Other psychological dynamics
It often turns out that the person who develops anorexia or is at risk for developing it, lives with a great amount of secret emotional pain. Some of this may come from feelings and beliefs about being inadequate or incompetent, like those mentioned above. The person may struggle with very negative views of her/himself, even when others see them as almost perfect. Another common psychological aspect of anorexia is a belief that in order to be cared about, one must win the approval of others -- even if this means squelching one's own feelings or acting in ways that make one feel uncomfortable. To live by this set of beliefs is virtually annihilating to one's natural healthy self-hood. When a person turns to excessive weight-loss as a means of asserting something worthy of her/himself, ironically they are likewise doing something annihilating of their natural, healthy physical being.

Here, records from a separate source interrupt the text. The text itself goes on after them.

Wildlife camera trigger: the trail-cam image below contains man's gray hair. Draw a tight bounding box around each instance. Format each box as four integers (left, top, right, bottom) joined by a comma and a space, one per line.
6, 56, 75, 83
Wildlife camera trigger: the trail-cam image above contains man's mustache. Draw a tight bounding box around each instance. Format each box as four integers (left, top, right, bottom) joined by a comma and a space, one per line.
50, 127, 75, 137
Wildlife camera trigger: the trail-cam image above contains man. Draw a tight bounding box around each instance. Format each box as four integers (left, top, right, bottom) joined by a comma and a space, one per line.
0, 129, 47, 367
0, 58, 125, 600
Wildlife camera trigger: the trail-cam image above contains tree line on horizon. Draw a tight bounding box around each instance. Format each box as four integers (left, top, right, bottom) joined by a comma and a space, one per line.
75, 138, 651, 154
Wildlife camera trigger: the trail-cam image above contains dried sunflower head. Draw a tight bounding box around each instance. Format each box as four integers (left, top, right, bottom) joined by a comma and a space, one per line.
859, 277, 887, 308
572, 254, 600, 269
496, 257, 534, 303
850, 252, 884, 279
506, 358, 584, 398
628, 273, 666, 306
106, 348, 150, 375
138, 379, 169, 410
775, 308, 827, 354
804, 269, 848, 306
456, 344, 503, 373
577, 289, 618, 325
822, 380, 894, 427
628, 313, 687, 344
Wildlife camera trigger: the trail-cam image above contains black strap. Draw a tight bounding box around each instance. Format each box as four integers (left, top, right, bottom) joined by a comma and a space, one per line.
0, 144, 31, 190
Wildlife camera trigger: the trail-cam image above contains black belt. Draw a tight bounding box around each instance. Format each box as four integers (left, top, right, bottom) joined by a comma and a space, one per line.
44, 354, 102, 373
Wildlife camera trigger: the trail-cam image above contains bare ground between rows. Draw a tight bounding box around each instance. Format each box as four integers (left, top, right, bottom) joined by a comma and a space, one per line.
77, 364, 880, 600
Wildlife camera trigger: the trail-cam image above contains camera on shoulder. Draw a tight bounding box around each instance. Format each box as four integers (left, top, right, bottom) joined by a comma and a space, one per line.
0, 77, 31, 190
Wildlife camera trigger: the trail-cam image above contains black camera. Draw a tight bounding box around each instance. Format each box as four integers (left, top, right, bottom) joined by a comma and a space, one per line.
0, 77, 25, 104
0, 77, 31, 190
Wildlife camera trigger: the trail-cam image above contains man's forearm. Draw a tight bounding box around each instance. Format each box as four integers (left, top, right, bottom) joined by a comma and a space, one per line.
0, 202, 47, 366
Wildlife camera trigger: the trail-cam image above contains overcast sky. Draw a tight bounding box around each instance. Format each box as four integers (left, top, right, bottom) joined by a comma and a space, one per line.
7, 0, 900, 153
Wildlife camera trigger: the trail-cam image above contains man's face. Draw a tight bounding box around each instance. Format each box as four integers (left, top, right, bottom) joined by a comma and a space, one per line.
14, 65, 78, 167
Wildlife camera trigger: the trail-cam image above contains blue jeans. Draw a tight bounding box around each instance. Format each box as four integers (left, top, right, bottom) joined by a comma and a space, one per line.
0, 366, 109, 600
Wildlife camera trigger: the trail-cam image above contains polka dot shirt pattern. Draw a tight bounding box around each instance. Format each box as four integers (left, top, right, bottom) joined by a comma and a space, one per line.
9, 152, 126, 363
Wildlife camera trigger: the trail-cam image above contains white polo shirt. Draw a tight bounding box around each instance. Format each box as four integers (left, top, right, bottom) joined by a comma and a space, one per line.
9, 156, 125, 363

It takes on a life of its own
Initially, through dieting and weight loss, the person who develops anorexia may feel powerful and full of good feelings about themselves. First off, they probably "look good" and probably get a great deal of positive reinforcement for this, given our culture's admiration of thinness and glamorizing of the very thin body shape. They've probably achieved the so-called "BC look". However, as the body enters a more and more food-deprived state, the mental effort needed to sustain continued dieting and weight loss drives the person into obsessional thinking and ritualistic means of controlling their food intake. The person becomes more self-absorbed, becomes more secretive and hidden from those they were close to, and less able to engage with a full range of their interests and activities. What compounds this of course is that meanwhile, the person's body is entering a state of malnourishment and is not getting what it needs to support normal mental and physical functioning.

The person with anorexia will strongly deny that anything is wrong. She or he will deny the fatigue and weakness they feel constantly, they will deny that they need more food than they are eating, and when confronted by concerned others, they will typically deny that there is a problem-or if there is a problem, that they need help for it. While this is terrible for those who care and want to intervene, the person in this kind of state is not just being stubborn-in their own way, they are holding on for dear life to the one thing they believe saves them from their worst fear, of being utterly terrible, insignificant, alone, or out of control.

The progression of anorexia
Anorexia, more than other eating disorders, can be fatal. Truly so. The more entrenched the behavior becomes, the more damage is done to a person's body. Much of this is reversible with treatment and with restoration of a healthy body weight and healthy nutrition. However, without these things, the person with anorexia may literally starve themselves to death. Other sections of this web-site suggest treatment resources, as well as ways for others to help a person with an eating disorder be open and able to receive help. At minimum, medical care (by a physician knowledgeable about the effects of eating disorders), and psychological or psychiatric care (also by a person experienced in the treatment of eating disorders) will be required. Change will not be easy, but it is possible, and its reward will be a finding and claiming of one's self and one's life.
Adapted from: Siegel, M., Brisman, J., and Weinshel, M. (1997). "Surviving an Eating Disorder." Harper Perennial Publishers, NY, NY.